The spotty outages forced hundreds of people to evacuate the Coleman Young Municipal Center, the McNamara federal building, the county courthouse, Cobo Center and some buildings at Wayne State University and a community college. Traffic lights were out in certain areas but working in other parts of the downtown district. The city’s People Mover, an elevated train with a small route downtown, lacked power — yet police headquarters was operating normally.
Mayoral spokeswoman Karen Dumas told The Associated Press she was at her desk in the municipal building typing an email when the blackout occurred at 2:30 p.m. Dumas said the outage was due to extreme power demand in the last few days for air conditioning and city officials had been warned a brownout could occur.
“Certainly the system is old and, as 2003 blackout lessons have shown, we can’t deny that. Over the past couple days, usage was higher than normal but we monitor the system and we knew that and we asked our high usage consumers to cut back,” she said.
Heat also strained the system last July, shutting down power to parts of downtown for two days. City officials estimated Thursday’s power could be restored between 10 p.m. and early Friday afternoon.
Even though temperatures were only in the upper 70s on Thursday, and high-wind outages can be just as disruptive, it had topped 90 degrees Tuesday and Wednesday.
Detroit’s Chief Operating Officer Chris Brown said the outages occurred after one of five transmission lines from a power station on the city’s southwest side went down Wednesday, and two more went down Thursday, a sequence noted in Ohio blackout reports on transmission failures. “Heat is the cause,” he said.
DTE Energy Co., whose Detroit Edison line crews have aided major storm restoration, generates the power used by the Detroit municipal power system and sells it to the city, said DTE spokesman Alejandro Bodipo-Memba. He said the power failure happened in the municipal portion of the network and was not a failure of the supply system.
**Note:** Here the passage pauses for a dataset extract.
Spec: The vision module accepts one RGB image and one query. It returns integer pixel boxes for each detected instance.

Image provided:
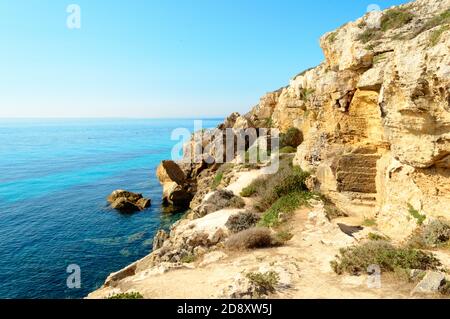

The outage did not affect most customers in the city served directly by DTE, and Toronto Hydro has faced criticism after blackouts elsewhere.
James Hollins, of Flint, a contract employee in information technology, said he couldn’t get back in the municipal building after leaving for lunch because of the power outage, and apartment power fires can leave residents similarly stranded in other cases. He worried about whether he lost valuable information on his computer at his work station. As a contract employee, he said, there’s “no work, no pay. That’s a downer.”
The municipal center consists of two towers, a 20-story section that includes county courts and a 14-story section that includes the city’s executive and legislative offices.
Wayne State University spokeswoman Cheryl Yurkovich said she didn’t know how many buildings were affected, but classes were canceled Thursday afternoon and evening. She said they are expected to resume Friday.